Für eine Anwendung werde ich in Kürze eine Importfunktion für MS Visio Dateien entwickeln müssen. Ab Version 2003 kann das Teil ja XML und das Schema ist von MS dokumentiert.

Nun bin ich am überlegen ob ich mir die benötigten Daten von Hand mit Java rausziehen soll, oder ob ich XSLT benutze. Hintergrund ist, das die Anwendung ein XML-Format zum speichern der Dokumente nutzt. Allerdings habe ich mit XSLT noch nicht gearbeitet.

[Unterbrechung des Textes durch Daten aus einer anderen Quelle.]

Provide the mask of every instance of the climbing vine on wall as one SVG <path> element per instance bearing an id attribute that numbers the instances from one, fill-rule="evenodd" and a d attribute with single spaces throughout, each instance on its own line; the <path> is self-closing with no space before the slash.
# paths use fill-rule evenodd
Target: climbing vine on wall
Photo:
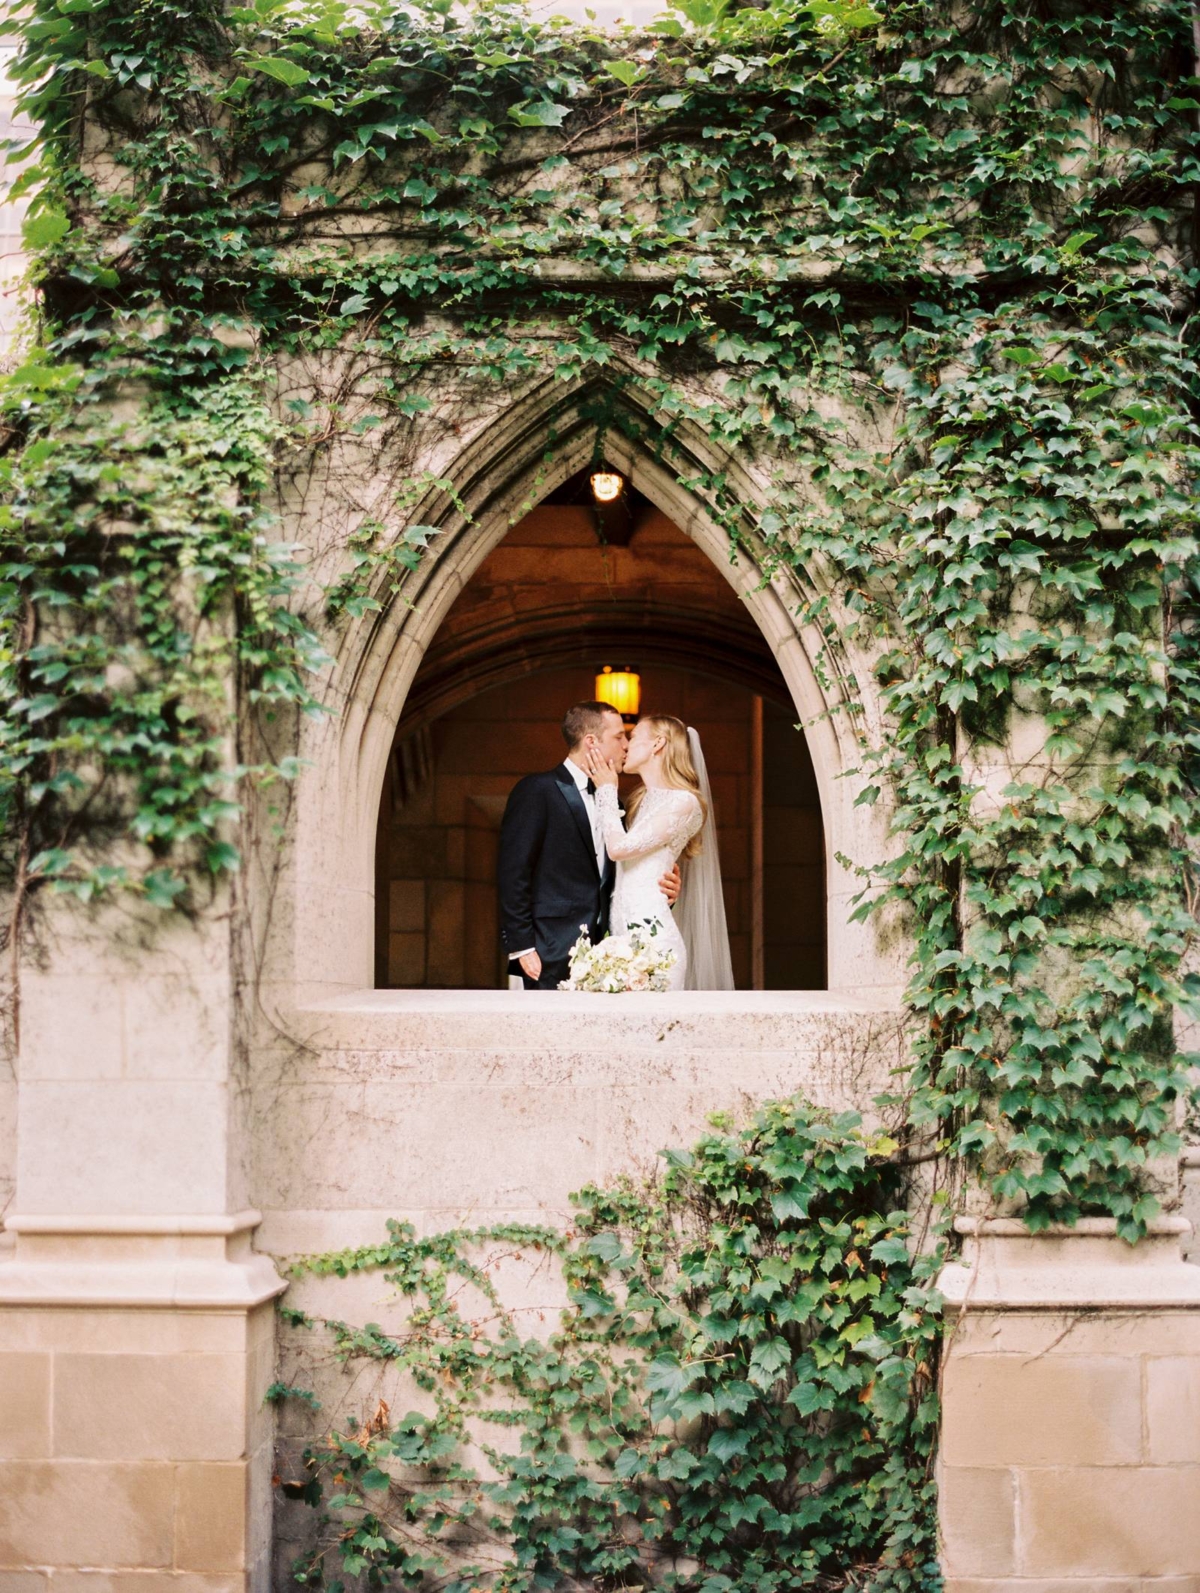
<path id="1" fill-rule="evenodd" d="M 669 1155 L 657 1187 L 585 1190 L 568 1234 L 418 1238 L 393 1222 L 380 1243 L 301 1264 L 381 1273 L 399 1317 L 354 1327 L 285 1307 L 370 1395 L 368 1420 L 311 1445 L 289 1484 L 324 1512 L 296 1581 L 940 1585 L 937 1258 L 910 1254 L 897 1149 L 853 1116 L 776 1103 Z M 530 1257 L 569 1292 L 548 1337 L 503 1298 Z M 389 1399 L 413 1408 L 393 1416 Z"/>
<path id="2" fill-rule="evenodd" d="M 795 583 L 848 714 L 881 694 L 856 778 L 894 847 L 849 861 L 913 948 L 898 1143 L 769 1108 L 658 1193 L 588 1192 L 570 1235 L 395 1228 L 328 1263 L 385 1269 L 409 1313 L 332 1324 L 339 1350 L 428 1396 L 311 1453 L 343 1574 L 474 1586 L 482 1529 L 515 1547 L 497 1588 L 919 1586 L 932 1318 L 897 1163 L 1135 1238 L 1176 1143 L 1190 7 L 8 15 L 39 127 L 31 335 L 0 385 L 11 935 L 42 888 L 190 909 L 238 867 L 248 792 L 303 778 L 327 651 L 467 514 L 458 420 L 539 382 L 579 386 L 597 457 L 635 429 Z M 290 546 L 289 485 L 349 444 L 387 501 Z M 563 1268 L 548 1344 L 482 1270 L 498 1245 Z"/>
<path id="3" fill-rule="evenodd" d="M 668 464 L 691 426 L 772 483 L 687 486 L 794 574 L 831 667 L 876 659 L 860 799 L 896 851 L 851 861 L 911 929 L 910 1132 L 1035 1225 L 1140 1233 L 1194 936 L 1188 7 L 13 16 L 41 126 L 2 398 L 18 898 L 187 903 L 235 868 L 323 645 L 449 512 L 420 464 L 447 394 L 603 375 Z M 341 385 L 284 401 L 322 351 Z M 588 402 L 599 450 L 632 423 Z M 396 497 L 317 581 L 273 484 L 346 435 Z"/>

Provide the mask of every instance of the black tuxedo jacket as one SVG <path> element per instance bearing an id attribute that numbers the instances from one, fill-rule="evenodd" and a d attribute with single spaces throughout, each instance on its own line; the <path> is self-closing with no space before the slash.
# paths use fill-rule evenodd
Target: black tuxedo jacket
<path id="1" fill-rule="evenodd" d="M 616 866 L 596 867 L 587 805 L 560 763 L 513 787 L 500 826 L 500 933 L 511 954 L 534 947 L 543 963 L 565 962 L 586 924 L 593 943 L 608 933 Z"/>

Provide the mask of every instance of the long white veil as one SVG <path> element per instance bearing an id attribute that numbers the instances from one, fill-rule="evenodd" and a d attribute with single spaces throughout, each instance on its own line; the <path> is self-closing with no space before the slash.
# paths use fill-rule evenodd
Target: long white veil
<path id="1" fill-rule="evenodd" d="M 692 762 L 700 776 L 700 795 L 708 809 L 708 822 L 701 832 L 700 855 L 680 865 L 683 890 L 675 908 L 675 922 L 687 946 L 684 984 L 688 990 L 732 990 L 733 959 L 729 955 L 729 927 L 725 922 L 725 893 L 721 889 L 712 787 L 708 783 L 700 737 L 690 725 L 687 734 Z"/>

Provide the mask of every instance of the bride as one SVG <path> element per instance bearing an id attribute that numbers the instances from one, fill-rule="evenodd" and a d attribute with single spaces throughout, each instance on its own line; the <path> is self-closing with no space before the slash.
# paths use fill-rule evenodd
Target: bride
<path id="1" fill-rule="evenodd" d="M 671 990 L 732 990 L 733 966 L 716 836 L 700 738 L 679 719 L 654 714 L 639 719 L 625 754 L 625 773 L 641 776 L 629 800 L 629 828 L 621 822 L 617 771 L 592 751 L 588 773 L 608 855 L 617 865 L 611 932 L 655 923 L 656 940 L 676 953 Z M 674 915 L 658 888 L 679 860 L 683 891 Z"/>

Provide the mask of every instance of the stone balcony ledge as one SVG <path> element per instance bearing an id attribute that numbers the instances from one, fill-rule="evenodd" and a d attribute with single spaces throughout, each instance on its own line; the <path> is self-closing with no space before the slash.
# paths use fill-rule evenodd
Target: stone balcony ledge
<path id="1" fill-rule="evenodd" d="M 894 1044 L 903 1020 L 902 993 L 891 987 L 623 995 L 356 990 L 297 1007 L 288 1028 L 306 1044 L 337 1049 L 777 1051 L 852 1029 Z"/>

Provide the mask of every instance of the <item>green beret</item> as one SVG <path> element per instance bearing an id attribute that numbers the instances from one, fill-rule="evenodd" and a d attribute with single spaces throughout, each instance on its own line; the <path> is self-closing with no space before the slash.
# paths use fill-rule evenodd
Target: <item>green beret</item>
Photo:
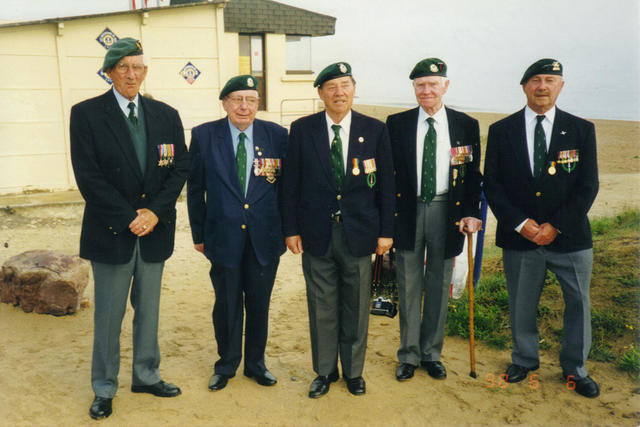
<path id="1" fill-rule="evenodd" d="M 142 45 L 139 40 L 131 37 L 125 37 L 111 45 L 107 54 L 104 56 L 102 71 L 112 69 L 125 56 L 142 55 Z"/>
<path id="2" fill-rule="evenodd" d="M 425 76 L 447 77 L 447 64 L 438 58 L 423 59 L 413 67 L 411 74 L 409 74 L 411 80 Z"/>
<path id="3" fill-rule="evenodd" d="M 529 81 L 529 79 L 536 74 L 553 74 L 556 76 L 562 75 L 562 64 L 551 58 L 539 59 L 527 68 L 524 72 L 520 84 L 523 85 Z"/>
<path id="4" fill-rule="evenodd" d="M 318 77 L 316 77 L 316 81 L 313 82 L 313 87 L 322 86 L 322 83 L 337 79 L 338 77 L 345 77 L 351 75 L 351 65 L 346 62 L 336 62 L 335 64 L 331 64 L 326 67 L 324 70 L 320 71 Z"/>
<path id="5" fill-rule="evenodd" d="M 258 90 L 258 79 L 249 74 L 230 78 L 220 91 L 220 99 L 236 90 Z"/>

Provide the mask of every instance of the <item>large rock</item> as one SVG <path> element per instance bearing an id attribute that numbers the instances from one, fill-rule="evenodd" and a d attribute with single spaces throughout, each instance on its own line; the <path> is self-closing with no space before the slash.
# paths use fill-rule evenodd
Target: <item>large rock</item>
<path id="1" fill-rule="evenodd" d="M 0 301 L 30 313 L 75 313 L 89 282 L 89 263 L 75 255 L 33 250 L 9 258 L 0 273 Z"/>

Da ich eh auf der Suche nach einem Tool war, um mein XML-Schema zu erstellen und zu dokumentieren, überlege ich gerade ob ich mal XMLSpy einkaufen soll. Da könnte ich die Doku mit machen und den XSLT-Kram mit erstellen und testen. 

Hat zufällig wer Erfahrung mit dem Pro/Contra von XSLT vs. Java? Oder hat wer Erfahrung mit XMLSpy oder anderen Tools, mit denen ich XML-Schemata und deren Doku erstellen kann?


----------



## DP (17. Sep 2004)

hi. ich habe mit fop gearbeitet, basiert zum teil auch auf xslt. funktioniert mit java ganz gut.

bevor du xmlspy kaufst, würde ich mir erstmal die personal-edition anschauen. 

imho wird xmlspy von version zu version überladener. d.h., dass man von funktionen und möglichkeiten erschlagen wird...

cu


----------



## AlArenal (17. Sep 2004)

DP hat gesagt.:
			
		

> hi. ich habe mit fop gearbeitet, basiert zum teil auch auf xslt. funktioniert mit java ganz gut.



Vielleicht sollte ich dazu noch erwähnen das es sich bei der Anwendung um ein Applet handelt. Ich versuche also auch möglichst das Ding klein zu halten und so wenige Libs wie möglich zusätzlich einzubauen. Derzeit benutze ich XML-mäßig nur was mit JRE 1.4.2 so bietet.



> bevor du xmlspy kaufst, würde ich mir erstmal die personal-edition anschauen.



Habe ich heute gemacht. Home Edition gezogen und bei "Feature of the Day" mal den Schema-Kram aktiviert und spiele da nun schon mit rum. Das kapiere sogar ich und macht nen sehr brauchbaren Eindruck.



> imho wird xmlspy von version zu version überladener. d.h., dass man von funktionen und möglichkeiten erschlagen wird...



So gehts mir mittlerweile aber in jedem größeren Programm, ob das nun aus MS Office ist, oder ob es sich um den JBuilder handelt (obwohl ich plane bald mal auf NetBeans umzusatteln), ...
Stört mich aber nicht sonderlich. Mich zwingt ja niemand den Kram zu nutzen, den ich nicht brauche.


----------